[Last Call] Learn how to a build a cloud-first strategyRegister Now

x
?
Solved

NTBackup on Windows SBS 2003r2 Server Hangs intermittently

Posted on 2009-02-19
12
Medium Priority
?
1,060 Views
Last Modified: 2012-05-06
I've recently installed a Windows Server 2003r2 SBS Edition on an HP ML150 Server with an E200 add-on RAID card.  I patched the server until everything was up to date (as of February 7th, 2009.)

The following weekend I updated to the latest tape and raid drivers without issue.

Two weeks ago (on Tuesday, Feb 9th) I received a call in the early morning that the users could not log in... or get email... or access the internet (DNS.)

I RDP'd into the Terminal Server and could ping the server, but it was not responding to RDP requests.  I went on site and saw that the console for the server was stuck on the gray background of the login screen (the server had been logged in and locked.)

I restarted the server and it came up slowly but after letting it sit for 2 hrs it was still "Applying Computer Settings" -- I restarted the server into Safe Mode and uninstalled the updated RAID and Tape Drive... thinking that maybe a bad driver had caused the system to crash hard.
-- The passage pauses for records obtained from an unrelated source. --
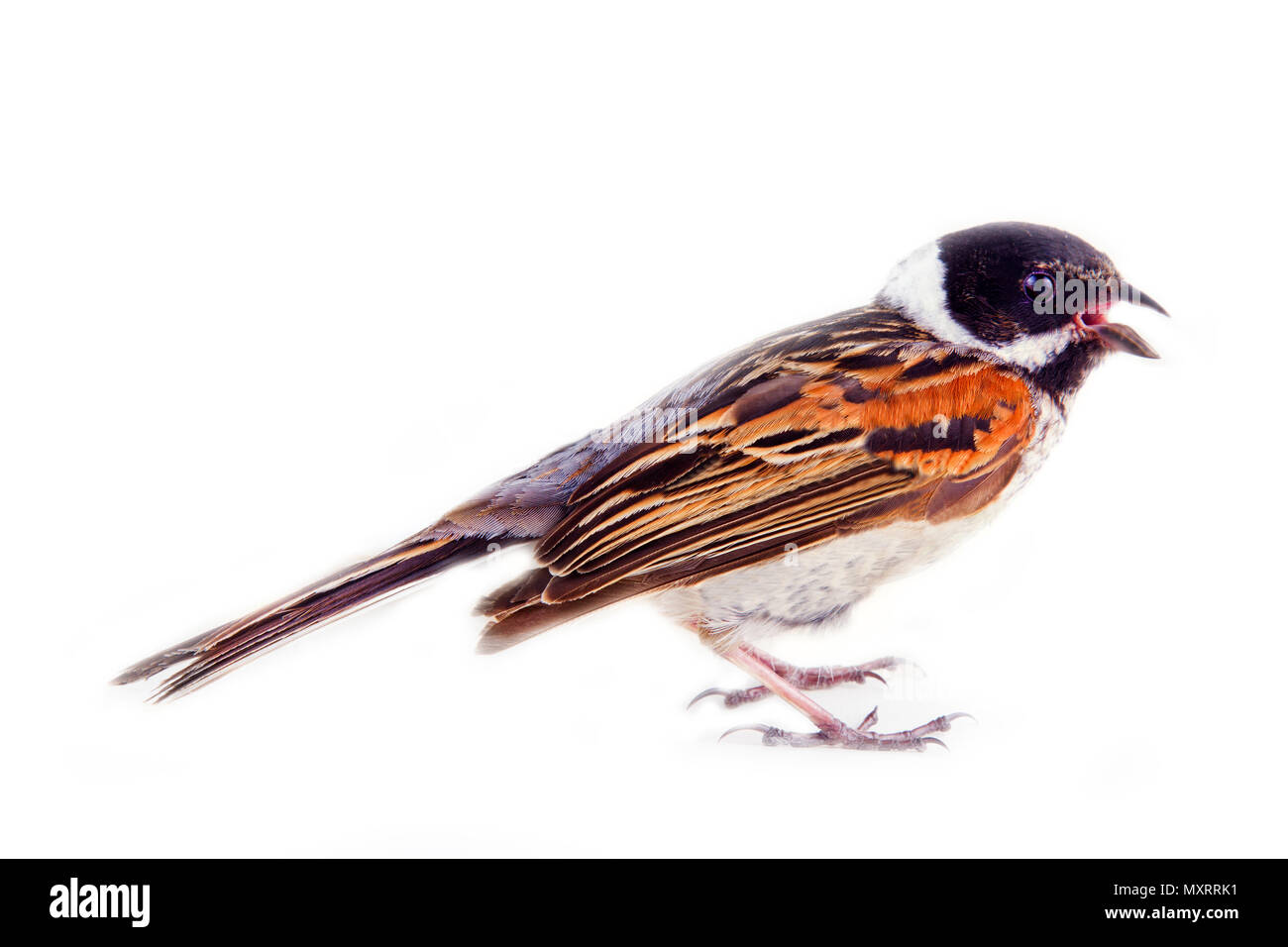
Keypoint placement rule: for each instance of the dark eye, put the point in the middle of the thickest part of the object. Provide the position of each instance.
(1037, 283)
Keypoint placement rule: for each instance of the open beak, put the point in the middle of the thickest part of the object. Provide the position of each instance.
(1121, 338)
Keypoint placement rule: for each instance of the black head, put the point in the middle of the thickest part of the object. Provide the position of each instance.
(1031, 296)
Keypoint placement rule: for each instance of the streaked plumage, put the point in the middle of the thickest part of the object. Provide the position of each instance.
(794, 475)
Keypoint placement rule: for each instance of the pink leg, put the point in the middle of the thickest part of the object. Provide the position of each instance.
(802, 678)
(831, 731)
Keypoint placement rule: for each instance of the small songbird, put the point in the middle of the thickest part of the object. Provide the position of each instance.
(778, 486)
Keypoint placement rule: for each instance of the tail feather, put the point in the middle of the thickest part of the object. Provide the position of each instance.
(364, 583)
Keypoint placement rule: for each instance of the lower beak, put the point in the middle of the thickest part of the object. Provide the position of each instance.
(1121, 338)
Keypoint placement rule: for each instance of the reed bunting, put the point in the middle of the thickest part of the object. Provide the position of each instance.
(778, 486)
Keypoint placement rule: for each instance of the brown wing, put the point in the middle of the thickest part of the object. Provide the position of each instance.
(862, 438)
The thing I noted was that the server froze at 11:22pm (backups start at 10pm and take 3hrs.)

So I thought maybe the system kicked off the backup and ran into an error.

Anyway, I restarted into Safe Mode and disabled all services and was able to then restart and log into the system.  I started enabling services one by one until everything that could start would.  DHCP and IIS were still having issues started.  I spent about 3hrs playing around with trying to get the services started... reregistering the ocx file (with regsvr32, I can't remember the specific DLL, but it's documented in the DHCP recovery documention from Microsoft.)

Anyway -- with seemingly no intervention on my part (I know it sounds absurd) at about 3pm after spending about 7hrs on the issue the services finally started and the system started performing like normal... I hadn't restarted it since 12:30p -- so I'm not sure why it started working suddenly.

Anyway -- I've restarted the server a few times since then and have been fixing issues related to updating the system to WSS 3.0 since the first hang up.

Last night for the first time since the last system hang... the server froze again.  This time at 7:30pm with the backup starting at 7pm.  The backup logs are empty (0 bytes) for both the 9th and last night (the 17th.)

I logged into the terminal server again and pinged the server, but could not RDP.  The server console was once again frozen on the grey screen.

I powered off the server and restarted it -- it came up fine with no logs after 7:30p until 8:17am when I restarted it.  No errors right before it stopped.

Upon restarting the server the following information was the first new entry stored in the System Event Log:

"The previous system shutdown at 9:06:00 PM on 2/18/2009 was unexpected."

The logs stopped at 7:30pm, but apparently the system didn't register it had hung until 9:06.

The backups when started at 7pm typically finish backup at 9:30pm and verification between 10:40p and 11:00pm...

Tonight's backup went off without a hitch, so the behavior is not consistant.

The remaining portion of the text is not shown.